Can Crocs (Nasdaq: CROX) bite back? The footwear purveyor posted heartening first-quarter results, but the long-term sustainability of its growth remains in question.

Crocs swung to a first-quarter profit of $5.7 million, or $0.07 per share. Last year this time, it reported a harrowing net loss of $22.4 million, or $0.27 per share. Revenue surged 23.7% to $166.9 million, but that's an easy comparison to last year's malaise, when first-quarter revenue dropped 32%.

Crocs distributes through many retailers across the board; it discussed its relationship with DSW (NYSE: DSW), Shoe Show, and Famous Footwear in its conference call. Wholesale revenue made up the lion's share of its quarterly sales. However, Crocs plans continued expansion of its own retail stores -- a questionable move in economically uncertain and volatile times. Is the brand hardy enough to warrant such expansion?

The company did reveal international strength; Asia led the way, with sales there jumping 40.3% to $54.7 million. Of the 39 stores the company plans to open in the second quarter, two-thirds will reside in Asia.

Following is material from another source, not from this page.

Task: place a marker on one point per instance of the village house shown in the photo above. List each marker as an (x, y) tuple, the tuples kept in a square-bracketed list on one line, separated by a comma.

On the balance sheet, Crocs' accounts receivable line grew by 60.8%, exceeding revenue growth. This means the company has not yet been paid for some of the sales recorded during the quarter, a caveat worth noting. (In fairness, this is nothing compared to the midst of Crocs' most troubling times, when both its inventories and its accounts receivable burgeoned big time.)

Still, kudos to Crocs for paying down the debt that made such a risky stock during the financial crisis and credit crunch. In the conference call, newly minted CEO John McCarvel gave a shout-out to the company's crocodile-like survival skills, mentioning the "relentless will to survive, to thrive, even when conditions weren't exactly ideal."

Any company that relies on fickle fashion will always face ongoing risk, though. Crocs has survived one travail, but it still faces stiff competition from the likes of Nike (NYSE: NKE), Skechers (NYSE: SKX), VF's (NYSE: VFC) Vans, and many more for a place on the feet of well-heeled consumers. Crocs also recently lost a fairly new CEO. And while investors who bottom-fished the foamy-footwear maker have done well, the company doesn't look especially cheap right now, with a PEG ratio of 1.79.

Crocs appears to be off the endangered list, but I still think long-term investors would find firmer footing in far more stable stocks.